Find the equation of the plane through the intersection of the planes $3 x-y+2 z-4=0$ and $x+y+z-2=0$ and the point $(2,2,1)$
The equation of any plane through the intersection of the planes,
$3 x-y+2 z-4=0$ and $x+y+z-2=0$, is
$(3 x-y+2 z-4)+\alpha(x+y+z-2)=0$, where $\alpha \in \mathrm{R}$ ...(1)
The plane passes through the point (2, 2, 1). Therefore, this point will satisfy equation (1).
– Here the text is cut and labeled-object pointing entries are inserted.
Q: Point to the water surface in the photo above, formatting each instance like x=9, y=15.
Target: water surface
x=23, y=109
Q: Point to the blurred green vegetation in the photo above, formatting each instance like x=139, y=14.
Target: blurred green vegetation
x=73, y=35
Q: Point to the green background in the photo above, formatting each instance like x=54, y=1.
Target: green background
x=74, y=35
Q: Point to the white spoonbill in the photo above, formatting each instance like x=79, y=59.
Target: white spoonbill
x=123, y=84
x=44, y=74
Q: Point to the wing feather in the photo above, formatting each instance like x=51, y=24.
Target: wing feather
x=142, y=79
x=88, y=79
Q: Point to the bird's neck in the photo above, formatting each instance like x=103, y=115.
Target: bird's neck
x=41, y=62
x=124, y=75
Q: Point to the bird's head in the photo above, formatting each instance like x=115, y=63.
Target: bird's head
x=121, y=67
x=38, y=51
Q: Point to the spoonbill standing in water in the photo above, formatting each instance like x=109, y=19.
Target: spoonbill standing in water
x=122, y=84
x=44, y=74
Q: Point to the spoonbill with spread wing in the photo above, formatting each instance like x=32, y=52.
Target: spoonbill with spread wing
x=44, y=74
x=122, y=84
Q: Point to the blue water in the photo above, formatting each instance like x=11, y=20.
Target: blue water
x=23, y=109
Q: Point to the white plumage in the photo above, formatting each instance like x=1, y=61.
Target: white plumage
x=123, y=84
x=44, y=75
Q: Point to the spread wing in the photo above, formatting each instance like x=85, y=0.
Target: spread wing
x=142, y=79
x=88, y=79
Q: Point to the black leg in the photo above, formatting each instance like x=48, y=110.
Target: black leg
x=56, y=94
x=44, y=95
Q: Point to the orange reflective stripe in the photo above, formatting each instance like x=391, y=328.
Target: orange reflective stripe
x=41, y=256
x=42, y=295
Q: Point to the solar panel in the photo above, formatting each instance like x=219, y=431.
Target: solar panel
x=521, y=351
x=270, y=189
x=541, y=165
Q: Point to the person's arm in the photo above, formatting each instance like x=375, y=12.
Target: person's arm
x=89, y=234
$\therefore(3 \times 2-2+2 \times 1-4)+\alpha(2+2+1-2)=0$
$\Rightarrow 2+3 \alpha=0$
$\Rightarrow \alpha=-\frac{2}{3}$
Substituting $\alpha=-\frac{2}{3}$ in equation (1), we obtain
$(3 x-y+2 z-4)-\frac{2}{3}(x+y+z-2)=0$
$\Rightarrow 3(3 x-y+2 z-4)-2(x+y+z-2)=0$
$\Rightarrow(9 x-3 y+6 z-12)-2(x+y+z-2)=0$
$\Rightarrow 7 x-5 y+4 z-8=0$
This is the required equation of the plane.